Toronto Metropolitan University had condemned the students' letter as antisemitic and intolerant
A group of 10 current and former Toronto Metropolitan University law students who signed a controversial letter in 2023 expressing solidarity with Palestine sued the school on Friday, alleging the school’s response to the letter constituted defamation, negligent misrepresentation, breach of contract, and discrimination.
In their statement of claim, the students allege that the school’s response to the letter, which includes an October 2023 statement that condemns the letter’s contents as antisemitic and intolerant, caused them to suffer reputational harm, loss of academic and job opportunities, social isolation, damaged relationships with friends and family, and more.
They told the Ontario Superior Court of Justice that they seek more than $10 million in damages.
Dimitri Lascaris, the students’ lawyer, told Law Times on Friday that the students decided to take legal action partly because TMU failed to take down its October 2023 statement even after an external investigation last year determined that sanctions against the signatories are not warranted. The statement remained on TMU's website as of Friday afternoon, but has since been taken down.
The investigation was conducted by retired Nova Scotia Chief Justice Michael MacDonald and concluded that the October 23 statement “caused harm to the student community” because TMU did not give the signatories a meaningful opportunity to explain themselves.
Lascaris says he is “gobsmacked” that the school is “simply thumbing their nose” at MacDonald’s conclusion and publicly accusing his clients of antisemitism. He adds that the students’ lawsuit aims to clear their names.
A TMU spokesperson said in a statement to Law Times on Friday that the university “cannot comment on legal matters.”
The dispute started in October 2023, when a student at TMU’s Lincoln Alexander School of Law emailed a letter to the law school’s dean and associate deans, advising them that a student organization, the Abolitionist Organizing Collective, planned to release an open letter stating its “unequivocal” support for Palestine.
Earlier that month, Hamas had attacked Israel, killing approximately 1,200 people and taking about 250 hostages. The attacks prompted Israel to launch a military offensive in Gaza that has killed tens of thousands of Palestinians.

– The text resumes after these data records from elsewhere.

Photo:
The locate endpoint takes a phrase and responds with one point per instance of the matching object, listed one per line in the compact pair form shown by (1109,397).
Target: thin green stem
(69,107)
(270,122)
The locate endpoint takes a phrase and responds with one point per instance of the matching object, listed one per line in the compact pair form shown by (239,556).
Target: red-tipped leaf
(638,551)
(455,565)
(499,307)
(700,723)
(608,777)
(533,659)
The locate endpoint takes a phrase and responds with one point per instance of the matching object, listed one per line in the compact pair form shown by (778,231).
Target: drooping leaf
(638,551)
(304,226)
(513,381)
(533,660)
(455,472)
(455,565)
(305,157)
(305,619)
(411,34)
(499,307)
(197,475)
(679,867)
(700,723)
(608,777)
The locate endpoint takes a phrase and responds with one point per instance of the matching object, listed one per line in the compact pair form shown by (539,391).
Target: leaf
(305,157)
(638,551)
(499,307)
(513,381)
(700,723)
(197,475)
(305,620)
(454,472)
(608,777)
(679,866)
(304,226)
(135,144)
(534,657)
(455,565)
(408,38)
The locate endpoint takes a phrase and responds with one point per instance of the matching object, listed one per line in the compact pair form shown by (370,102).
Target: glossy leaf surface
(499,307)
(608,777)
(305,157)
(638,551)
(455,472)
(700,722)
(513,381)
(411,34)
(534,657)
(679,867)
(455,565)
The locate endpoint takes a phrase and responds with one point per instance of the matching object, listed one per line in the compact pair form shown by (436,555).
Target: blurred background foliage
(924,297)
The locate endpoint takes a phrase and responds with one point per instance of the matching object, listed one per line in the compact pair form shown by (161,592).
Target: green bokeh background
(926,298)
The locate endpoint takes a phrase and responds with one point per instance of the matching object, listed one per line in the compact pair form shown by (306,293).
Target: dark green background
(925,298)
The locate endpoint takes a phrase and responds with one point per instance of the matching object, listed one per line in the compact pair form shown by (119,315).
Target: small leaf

The letter obtained 74 signatures, including one from the organization, and referred to Israel as an “apartheid state” and “a product of settler colonialism.” The letter added that its signatories “condemn any organization that only condemned Hamas’ recent war crimes killing 1300 Israelis, but has been and/or remains silent on the historic and ongoing war crimes committed by Israel.”
The letter was made public days later, sparking intense backlash against the signatories. TMU then posted its statement, which noted that the school “does not tolerate antisemitism, Islamophobia or statements that promote violence, terrorism, discrimination, racism, and hate.”
Later the same month, 23 Ontario lawyers – including several Law Society of Ontario benchers and a former appellate justice – published their own open letter condemning TMU’s response as “wholly inadequate.” The lawyers called the students’ letter “nothing less than a hate-filled incitement to violence against Israel and the Jewish people.”
The lawyers said the students’ letter “expresses its unequivocal support for ‘all forms’ of resistance and efforts towards liberation, thereby endorsing rape, torture, murder and kidnapping of Israelis, including children and the elderly, and citizens of many other countries.” They added it was “very much an open question” whether the legal community would continue to offer LASL students professional placements.
In November 2023, TMU hired MacDonald to conduct his external review of the students’ letter. In addition to criticizing TMU’s response, the resulting report concluded that “the reactions of many external actors, including prominent lawyers and interest groups – some of them publicly calling for the students to be expelled – caused further, and significant, harm to the students.”
Lascaris declined to provide specific examples of the plaintiffs losing out on academic and job opportunities at this juncture of the litigation. However, he pointed to a 2023 National Post column by Toronto lawyer Howard Levitt as an example of the type of backlash the students faced.
In his column, Levitt noted that some law firms were cancelling job interviews with students who signed the October 2023 letter. He called for the letters’ signatories to be expelled and encouraged the legal profession to “circulate the names of the 74 students at TMU and others attending openly anti-Semitic rallies so that employers will know not to hire them.”
Lascaris says he is “appalled by the behaviour of the legal profession in Ontario when it comes to what is happening to the Palestinian people and how they’re responding to law students and people who speak out.”
He adds, “I find that disgraceful and embarrassing.”
Editor's Note: This story has been updated to reflect that TMU removed the October 23 statement from its website after this story's original publication on Friday.